Иные и вовсе брезгливо кривятся, мол, строит из себя царицу, тогда как сама — девка гулящая, позор семьи. Егору, тогда еще иным именем нареченному, и в глаза такое сказывали.
Пускай.
Но хороша она была, боярыня Повилика.
Лицо круглое, белое.
Бровь черна.
Волос — что лен. Глаза — васильки… голос медвяный, сладкий… как песню запоет, то и соловьи смолкают, слушают. А песни-то все больше печальные, с тоскою сердечною, и Егор, хоть и мал был, но уразумел откуда-то, что виновен в этое тоске.
Нет, его-то матушка никогда не попрекала. И прочь не гнала. А ведь могло бы иначе повернуться.
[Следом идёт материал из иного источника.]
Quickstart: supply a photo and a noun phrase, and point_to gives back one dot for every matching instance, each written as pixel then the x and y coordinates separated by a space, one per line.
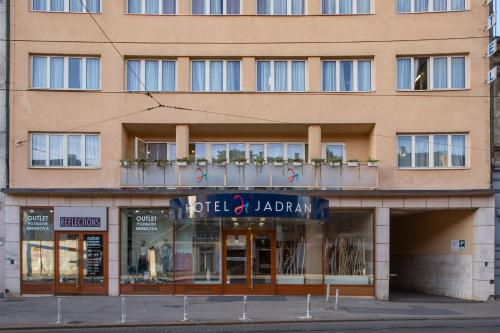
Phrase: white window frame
pixel 289 76
pixel 142 75
pixel 430 72
pixel 207 76
pixel 83 79
pixel 344 149
pixel 431 152
pixel 66 8
pixel 355 76
pixel 206 8
pixel 430 8
pixel 288 9
pixel 354 8
pixel 160 8
pixel 65 151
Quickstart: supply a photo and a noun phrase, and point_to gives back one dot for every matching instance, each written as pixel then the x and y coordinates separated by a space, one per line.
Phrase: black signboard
pixel 94 254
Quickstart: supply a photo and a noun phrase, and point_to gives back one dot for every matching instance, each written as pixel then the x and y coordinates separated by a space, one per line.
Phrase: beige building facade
pixel 249 147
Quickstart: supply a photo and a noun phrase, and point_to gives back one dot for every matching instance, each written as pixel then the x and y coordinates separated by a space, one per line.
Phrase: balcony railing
pixel 305 176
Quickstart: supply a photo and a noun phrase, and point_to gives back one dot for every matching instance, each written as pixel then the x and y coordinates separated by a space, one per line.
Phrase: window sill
pixel 63 168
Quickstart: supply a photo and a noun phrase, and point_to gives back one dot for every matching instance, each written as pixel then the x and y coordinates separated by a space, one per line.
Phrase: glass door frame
pixel 81 287
pixel 249 288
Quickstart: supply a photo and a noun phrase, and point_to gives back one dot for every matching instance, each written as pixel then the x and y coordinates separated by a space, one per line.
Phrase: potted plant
pixel 335 162
pixel 220 161
pixel 240 161
pixel 317 161
pixel 353 162
pixel 372 162
pixel 279 161
pixel 201 161
pixel 298 162
pixel 182 161
pixel 125 163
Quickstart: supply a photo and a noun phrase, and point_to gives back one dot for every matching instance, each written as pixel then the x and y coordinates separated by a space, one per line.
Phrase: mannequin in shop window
pixel 142 262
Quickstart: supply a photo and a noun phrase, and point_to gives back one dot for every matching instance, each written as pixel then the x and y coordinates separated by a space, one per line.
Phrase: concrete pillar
pixel 113 252
pixel 314 141
pixel 382 253
pixel 182 141
pixel 483 253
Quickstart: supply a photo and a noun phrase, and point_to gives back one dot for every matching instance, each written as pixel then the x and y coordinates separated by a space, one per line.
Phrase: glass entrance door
pixel 249 262
pixel 80 263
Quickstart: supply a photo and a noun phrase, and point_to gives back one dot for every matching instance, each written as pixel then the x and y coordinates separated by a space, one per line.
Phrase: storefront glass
pixel 349 248
pixel 38 246
pixel 298 252
pixel 198 252
pixel 147 246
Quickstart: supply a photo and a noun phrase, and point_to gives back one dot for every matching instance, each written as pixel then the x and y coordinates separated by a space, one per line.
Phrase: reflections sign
pixel 80 218
pixel 250 205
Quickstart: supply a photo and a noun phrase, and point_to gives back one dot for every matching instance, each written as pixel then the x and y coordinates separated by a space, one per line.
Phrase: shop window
pixel 146 246
pixel 349 248
pixel 197 252
pixel 298 249
pixel 37 246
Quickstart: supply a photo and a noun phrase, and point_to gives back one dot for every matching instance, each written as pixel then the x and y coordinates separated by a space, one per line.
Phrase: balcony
pixel 306 176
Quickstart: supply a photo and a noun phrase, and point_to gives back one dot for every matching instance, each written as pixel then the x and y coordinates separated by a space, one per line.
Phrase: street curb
pixel 237 322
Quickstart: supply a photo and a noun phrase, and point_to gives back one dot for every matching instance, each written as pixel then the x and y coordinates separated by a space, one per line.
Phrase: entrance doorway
pixel 81 263
pixel 249 262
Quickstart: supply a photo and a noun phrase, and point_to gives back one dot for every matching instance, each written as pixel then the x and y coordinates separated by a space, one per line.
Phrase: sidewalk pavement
pixel 83 311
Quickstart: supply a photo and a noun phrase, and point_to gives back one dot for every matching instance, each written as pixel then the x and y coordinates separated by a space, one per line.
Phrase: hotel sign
pixel 250 205
pixel 80 219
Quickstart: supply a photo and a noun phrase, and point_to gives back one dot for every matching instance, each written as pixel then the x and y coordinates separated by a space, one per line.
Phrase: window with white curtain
pixel 65 150
pixel 347 75
pixel 215 75
pixel 431 73
pixel 151 75
pixel 419 6
pixel 281 75
pixel 431 151
pixel 215 7
pixel 62 72
pixel 73 6
pixel 152 7
pixel 346 7
pixel 281 7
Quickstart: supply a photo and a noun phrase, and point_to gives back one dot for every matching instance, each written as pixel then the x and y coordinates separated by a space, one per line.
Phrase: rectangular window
pixel 65 73
pixel 281 7
pixel 432 151
pixel 157 75
pixel 72 6
pixel 347 75
pixel 215 7
pixel 281 75
pixel 420 6
pixel 345 7
pixel 431 73
pixel 215 75
pixel 152 7
pixel 65 150
pixel 147 251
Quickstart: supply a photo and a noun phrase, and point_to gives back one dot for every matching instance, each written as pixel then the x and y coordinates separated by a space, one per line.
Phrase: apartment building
pixel 249 147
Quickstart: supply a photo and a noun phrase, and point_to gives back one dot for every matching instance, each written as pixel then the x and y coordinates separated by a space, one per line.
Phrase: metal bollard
pixel 337 299
pixel 185 317
pixel 59 310
pixel 124 310
pixel 308 308
pixel 245 314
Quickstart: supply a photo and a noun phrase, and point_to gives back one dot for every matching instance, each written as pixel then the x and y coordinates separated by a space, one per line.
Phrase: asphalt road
pixel 431 326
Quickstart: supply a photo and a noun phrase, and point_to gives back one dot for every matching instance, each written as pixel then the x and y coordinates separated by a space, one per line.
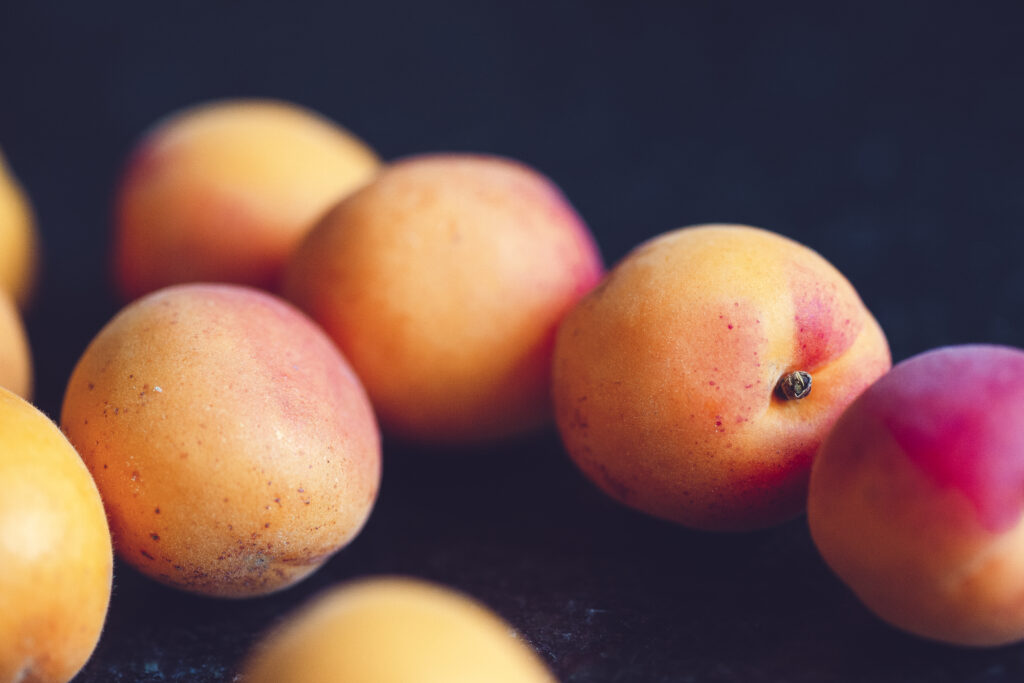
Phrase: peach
pixel 18 243
pixel 55 556
pixel 224 190
pixel 443 282
pixel 915 497
pixel 394 631
pixel 672 378
pixel 233 446
pixel 15 358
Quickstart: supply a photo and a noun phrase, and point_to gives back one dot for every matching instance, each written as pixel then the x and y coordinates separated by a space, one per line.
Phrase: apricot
pixel 224 190
pixel 55 556
pixel 18 243
pixel 233 446
pixel 915 496
pixel 394 631
pixel 15 358
pixel 442 282
pixel 680 382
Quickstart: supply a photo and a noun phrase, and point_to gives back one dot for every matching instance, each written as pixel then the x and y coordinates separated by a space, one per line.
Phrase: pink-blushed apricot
pixel 223 191
pixel 15 357
pixel 915 498
pixel 18 242
pixel 233 446
pixel 672 378
pixel 55 556
pixel 394 630
pixel 443 282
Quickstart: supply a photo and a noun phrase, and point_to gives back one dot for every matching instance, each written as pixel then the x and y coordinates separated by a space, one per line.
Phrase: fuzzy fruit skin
pixel 15 356
pixel 223 191
pixel 55 555
pixel 915 496
pixel 391 630
pixel 443 282
pixel 664 376
pixel 233 446
pixel 18 242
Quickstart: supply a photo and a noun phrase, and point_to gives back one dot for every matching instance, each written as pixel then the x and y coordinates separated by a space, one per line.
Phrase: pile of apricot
pixel 289 296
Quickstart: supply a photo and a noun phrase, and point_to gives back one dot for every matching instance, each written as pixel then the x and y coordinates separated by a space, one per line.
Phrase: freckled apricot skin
pixel 664 376
pixel 55 555
pixel 15 358
pixel 915 496
pixel 18 243
pixel 394 631
pixel 443 281
pixel 233 446
pixel 223 191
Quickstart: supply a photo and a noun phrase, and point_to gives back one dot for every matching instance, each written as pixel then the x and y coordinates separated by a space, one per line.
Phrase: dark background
pixel 887 136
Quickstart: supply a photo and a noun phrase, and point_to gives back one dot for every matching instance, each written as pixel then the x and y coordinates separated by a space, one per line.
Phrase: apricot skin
pixel 443 282
pixel 15 357
pixel 665 375
pixel 394 631
pixel 235 449
pixel 18 243
pixel 223 191
pixel 55 555
pixel 915 496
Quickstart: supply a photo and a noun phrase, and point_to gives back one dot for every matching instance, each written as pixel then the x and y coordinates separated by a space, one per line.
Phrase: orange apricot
pixel 443 282
pixel 393 631
pixel 224 190
pixel 55 556
pixel 233 446
pixel 679 383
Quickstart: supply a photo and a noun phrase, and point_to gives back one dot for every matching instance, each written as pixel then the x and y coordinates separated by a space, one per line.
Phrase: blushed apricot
pixel 442 282
pixel 233 446
pixel 670 379
pixel 55 556
pixel 18 243
pixel 394 631
pixel 224 190
pixel 15 357
pixel 915 498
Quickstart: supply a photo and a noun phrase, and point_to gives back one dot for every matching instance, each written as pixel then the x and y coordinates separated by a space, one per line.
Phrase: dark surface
pixel 888 137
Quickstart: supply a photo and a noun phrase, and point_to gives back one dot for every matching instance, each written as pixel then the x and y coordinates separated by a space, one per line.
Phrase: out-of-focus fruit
pixel 17 239
pixel 443 282
pixel 670 378
pixel 55 556
pixel 394 631
pixel 15 358
pixel 916 496
pixel 223 191
pixel 233 446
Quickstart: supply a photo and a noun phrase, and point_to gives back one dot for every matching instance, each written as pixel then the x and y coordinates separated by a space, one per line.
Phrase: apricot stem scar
pixel 794 386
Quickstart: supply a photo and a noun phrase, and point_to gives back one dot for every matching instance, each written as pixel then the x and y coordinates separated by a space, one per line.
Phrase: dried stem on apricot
pixel 794 386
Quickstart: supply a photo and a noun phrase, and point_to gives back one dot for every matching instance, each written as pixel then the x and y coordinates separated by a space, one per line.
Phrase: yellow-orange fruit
pixel 55 556
pixel 666 377
pixel 394 631
pixel 18 244
pixel 233 446
pixel 443 282
pixel 15 358
pixel 224 190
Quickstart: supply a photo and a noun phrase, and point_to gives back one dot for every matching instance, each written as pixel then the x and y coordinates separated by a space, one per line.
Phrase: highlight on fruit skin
pixel 443 281
pixel 915 496
pixel 682 384
pixel 18 239
pixel 235 449
pixel 224 190
pixel 393 630
pixel 55 554
pixel 15 355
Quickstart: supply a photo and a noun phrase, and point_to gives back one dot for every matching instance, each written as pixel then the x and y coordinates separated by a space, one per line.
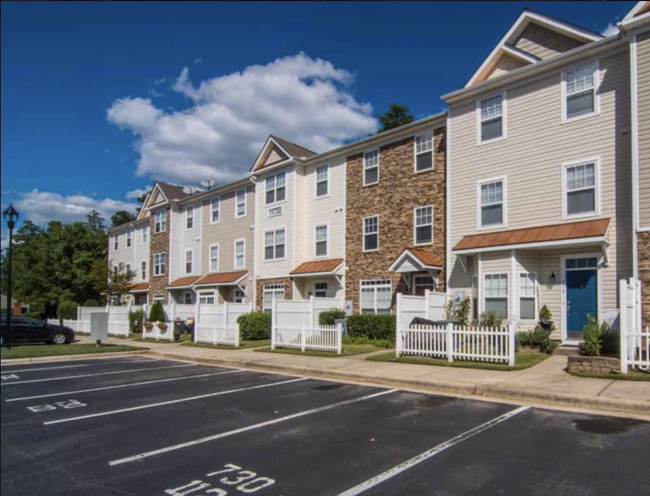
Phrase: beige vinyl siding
pixel 643 88
pixel 544 43
pixel 532 155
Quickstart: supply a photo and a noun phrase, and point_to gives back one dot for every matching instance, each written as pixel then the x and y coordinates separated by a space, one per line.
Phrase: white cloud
pixel 41 207
pixel 610 30
pixel 305 100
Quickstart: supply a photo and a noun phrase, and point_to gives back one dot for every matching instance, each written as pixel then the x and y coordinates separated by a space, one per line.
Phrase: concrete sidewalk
pixel 546 384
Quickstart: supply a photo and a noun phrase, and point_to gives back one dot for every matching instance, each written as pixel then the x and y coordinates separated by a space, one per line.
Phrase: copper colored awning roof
pixel 576 231
pixel 222 279
pixel 319 267
pixel 183 282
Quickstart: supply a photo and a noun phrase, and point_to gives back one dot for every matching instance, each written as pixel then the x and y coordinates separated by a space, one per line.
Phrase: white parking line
pixel 208 439
pixel 172 402
pixel 390 473
pixel 32 381
pixel 121 386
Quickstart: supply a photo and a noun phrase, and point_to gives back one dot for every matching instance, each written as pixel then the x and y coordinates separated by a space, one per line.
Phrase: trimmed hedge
pixel 255 326
pixel 372 326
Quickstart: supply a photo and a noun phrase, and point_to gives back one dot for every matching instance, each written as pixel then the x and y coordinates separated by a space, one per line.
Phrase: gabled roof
pixel 507 45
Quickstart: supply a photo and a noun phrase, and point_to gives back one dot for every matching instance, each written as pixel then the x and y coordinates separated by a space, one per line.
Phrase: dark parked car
pixel 26 330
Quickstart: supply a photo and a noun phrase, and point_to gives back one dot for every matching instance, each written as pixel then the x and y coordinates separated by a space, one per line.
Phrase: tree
pixel 395 116
pixel 121 217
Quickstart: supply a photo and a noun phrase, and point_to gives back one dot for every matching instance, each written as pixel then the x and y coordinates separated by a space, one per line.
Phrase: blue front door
pixel 581 300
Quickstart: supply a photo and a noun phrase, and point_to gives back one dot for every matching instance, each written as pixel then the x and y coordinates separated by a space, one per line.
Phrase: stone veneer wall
pixel 644 274
pixel 288 290
pixel 159 243
pixel 394 198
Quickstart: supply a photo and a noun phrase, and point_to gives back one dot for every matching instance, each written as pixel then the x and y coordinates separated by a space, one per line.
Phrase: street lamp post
pixel 11 217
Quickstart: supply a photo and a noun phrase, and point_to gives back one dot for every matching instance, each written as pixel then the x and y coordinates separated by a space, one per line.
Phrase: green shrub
pixel 136 319
pixel 255 326
pixel 157 313
pixel 372 326
pixel 329 317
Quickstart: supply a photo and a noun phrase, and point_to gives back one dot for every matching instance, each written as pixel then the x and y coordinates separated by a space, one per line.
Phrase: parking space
pixel 148 427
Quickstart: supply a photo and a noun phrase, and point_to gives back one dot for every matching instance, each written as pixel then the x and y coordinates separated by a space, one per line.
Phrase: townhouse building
pixel 540 176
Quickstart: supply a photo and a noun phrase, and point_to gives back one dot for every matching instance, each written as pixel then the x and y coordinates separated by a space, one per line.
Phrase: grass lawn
pixel 348 350
pixel 62 350
pixel 523 360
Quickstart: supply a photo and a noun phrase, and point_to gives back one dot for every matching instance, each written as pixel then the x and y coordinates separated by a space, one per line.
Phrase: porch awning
pixel 222 279
pixel 317 268
pixel 590 232
pixel 415 260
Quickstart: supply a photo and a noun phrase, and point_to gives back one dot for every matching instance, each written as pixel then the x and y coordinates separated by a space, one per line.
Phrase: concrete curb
pixel 609 405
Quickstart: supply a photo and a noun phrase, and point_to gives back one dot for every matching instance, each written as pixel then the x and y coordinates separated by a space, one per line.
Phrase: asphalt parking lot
pixel 139 426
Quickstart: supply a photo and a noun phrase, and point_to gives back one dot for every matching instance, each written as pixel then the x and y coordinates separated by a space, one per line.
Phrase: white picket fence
pixel 482 344
pixel 635 342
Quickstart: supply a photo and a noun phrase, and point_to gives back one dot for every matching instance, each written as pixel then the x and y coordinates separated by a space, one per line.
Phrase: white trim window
pixel 276 188
pixel 159 264
pixel 424 152
pixel 492 211
pixel 215 210
pixel 376 296
pixel 240 253
pixel 423 220
pixel 207 297
pixel 322 181
pixel 189 261
pixel 240 198
pixel 491 118
pixel 371 233
pixel 371 167
pixel 160 221
pixel 274 245
pixel 580 92
pixel 272 291
pixel 189 217
pixel 214 257
pixel 496 294
pixel 527 296
pixel 581 185
pixel 321 237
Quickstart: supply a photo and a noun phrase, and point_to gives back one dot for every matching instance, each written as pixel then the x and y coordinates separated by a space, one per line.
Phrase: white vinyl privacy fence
pixel 635 341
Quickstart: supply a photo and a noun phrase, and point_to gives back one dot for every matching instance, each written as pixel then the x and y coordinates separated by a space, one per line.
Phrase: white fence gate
pixel 295 325
pixel 635 342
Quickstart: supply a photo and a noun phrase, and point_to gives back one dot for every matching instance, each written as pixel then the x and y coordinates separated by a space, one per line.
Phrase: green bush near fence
pixel 329 317
pixel 255 326
pixel 372 326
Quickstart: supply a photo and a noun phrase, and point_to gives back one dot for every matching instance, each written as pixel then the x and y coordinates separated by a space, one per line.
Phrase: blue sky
pixel 93 107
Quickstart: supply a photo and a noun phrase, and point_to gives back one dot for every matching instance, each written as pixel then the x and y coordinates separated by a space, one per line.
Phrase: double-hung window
pixel 496 294
pixel 274 245
pixel 215 209
pixel 492 204
pixel 376 296
pixel 214 258
pixel 527 297
pixel 581 189
pixel 159 264
pixel 424 152
pixel 371 167
pixel 322 181
pixel 160 221
pixel 321 240
pixel 241 203
pixel 276 188
pixel 580 93
pixel 491 118
pixel 424 225
pixel 371 233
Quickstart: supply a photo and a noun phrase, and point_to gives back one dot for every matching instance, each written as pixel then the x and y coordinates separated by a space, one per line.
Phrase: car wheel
pixel 59 338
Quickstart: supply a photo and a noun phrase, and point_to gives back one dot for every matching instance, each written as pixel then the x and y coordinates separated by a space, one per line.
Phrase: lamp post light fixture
pixel 11 217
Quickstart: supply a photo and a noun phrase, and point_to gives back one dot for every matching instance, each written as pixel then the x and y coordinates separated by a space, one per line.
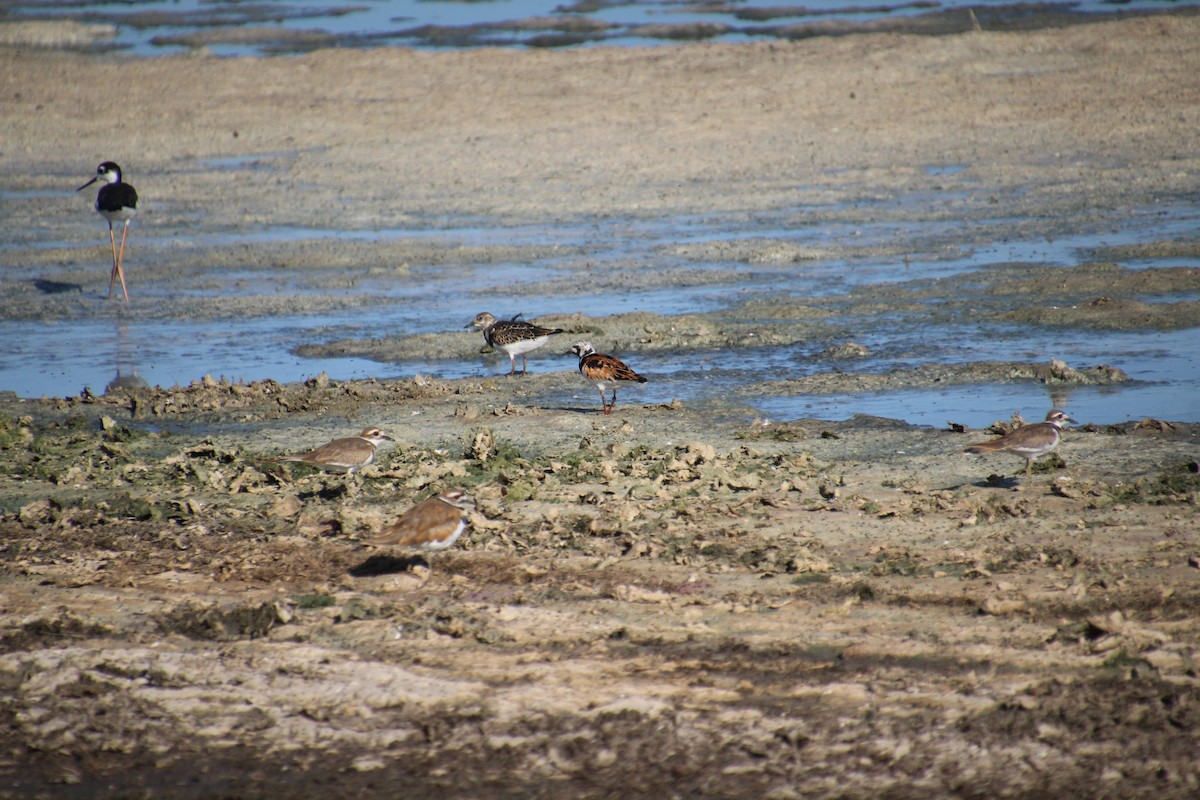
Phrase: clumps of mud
pixel 1055 373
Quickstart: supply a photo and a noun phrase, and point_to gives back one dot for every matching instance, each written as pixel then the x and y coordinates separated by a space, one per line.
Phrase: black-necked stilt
pixel 117 202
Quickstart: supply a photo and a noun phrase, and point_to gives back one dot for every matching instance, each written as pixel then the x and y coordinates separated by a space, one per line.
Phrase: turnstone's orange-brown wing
pixel 598 366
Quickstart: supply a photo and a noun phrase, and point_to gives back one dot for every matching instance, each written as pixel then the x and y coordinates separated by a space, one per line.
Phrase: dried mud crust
pixel 659 602
pixel 654 601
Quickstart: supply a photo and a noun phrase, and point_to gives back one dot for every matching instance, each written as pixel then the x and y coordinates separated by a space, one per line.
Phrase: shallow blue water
pixel 61 358
pixel 145 26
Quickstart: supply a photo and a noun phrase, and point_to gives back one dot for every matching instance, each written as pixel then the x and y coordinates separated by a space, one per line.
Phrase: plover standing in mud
pixel 604 371
pixel 345 455
pixel 117 202
pixel 515 337
pixel 431 525
pixel 1029 441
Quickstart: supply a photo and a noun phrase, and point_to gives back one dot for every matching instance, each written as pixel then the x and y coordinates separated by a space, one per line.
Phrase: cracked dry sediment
pixel 667 601
pixel 714 607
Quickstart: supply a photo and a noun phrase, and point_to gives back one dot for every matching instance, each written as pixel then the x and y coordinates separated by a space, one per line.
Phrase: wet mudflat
pixel 681 599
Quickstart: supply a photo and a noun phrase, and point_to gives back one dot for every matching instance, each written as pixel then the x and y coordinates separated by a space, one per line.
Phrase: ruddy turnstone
pixel 117 202
pixel 604 371
pixel 1029 441
pixel 429 527
pixel 345 455
pixel 515 337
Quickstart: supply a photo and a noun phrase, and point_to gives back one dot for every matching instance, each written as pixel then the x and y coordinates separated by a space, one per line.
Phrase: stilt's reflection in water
pixel 126 368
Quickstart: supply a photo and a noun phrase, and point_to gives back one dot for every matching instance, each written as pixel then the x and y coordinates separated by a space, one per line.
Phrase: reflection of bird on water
pixel 130 378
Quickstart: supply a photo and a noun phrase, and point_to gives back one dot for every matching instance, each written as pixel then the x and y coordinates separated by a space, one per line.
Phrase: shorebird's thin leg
pixel 120 264
pixel 112 276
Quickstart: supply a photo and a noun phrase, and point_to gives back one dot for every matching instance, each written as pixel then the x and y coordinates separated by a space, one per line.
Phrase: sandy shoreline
pixel 664 601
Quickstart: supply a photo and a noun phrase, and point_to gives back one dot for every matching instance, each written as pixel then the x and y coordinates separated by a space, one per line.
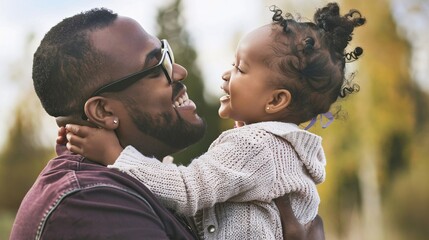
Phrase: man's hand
pixel 292 229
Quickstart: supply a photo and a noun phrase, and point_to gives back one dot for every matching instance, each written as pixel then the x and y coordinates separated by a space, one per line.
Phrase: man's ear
pixel 101 112
pixel 279 100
Кто б осудил, если б случилось младенчику помереть? Слабые оне, что сквознячком потянет, что при купании застудится, а то еще какая напасть случится?
Со многими ж приключалася…
Душегубство?
Иль судьба?
А то и иначе, шепталися старухи, что упряма боярыня. Батюшка ейный, как гневаться устал, то и предлагал подыскать семействие какое из приличных. Он бы и вольную дал, и хозяйствием помог бы обзавестися, и на подъем, и на прочие надобности… глядишь, и приняли б Егора.
Рос бы он, не ведая, кто таков.
Жил бы простою жизнею… а там, как дар проснулся бы, то и, глядишь, в Акадэмию пришел бы, стал бы обыкновенным магиком… и был бы счастлив.
Был бы?
Но упертою оказалась боярыня Повилика. Не отдала дитя, пусть нежеланное, да все одно посланное Божиней.
— В батьку пошла, — со вздохом обмолвилась как-то ключница. — А ведь могла бы… женихи-то вились вокруг нее, что кобели на собачьей свадьбе. Но ни одного, который с дитем взял бы. Позор… в стародавние-то времена за честь посчитали б…
Верно, позор.
И оттого батюшка, пусть и не погнал блудную дочь со двора, но и в столице не оставил. Сослал в дальнее поместье, выбрал самое худое, надеялся, небось, что поживет упрямица средь коз с коровами да одумается. Плохо ведал Повилику.
Стиснула зубы.
Голову выше подняла.
И сына взялась сама растить, не доверяя нянькам с мамками… да и тех было — две старухи, к иной работе не годные.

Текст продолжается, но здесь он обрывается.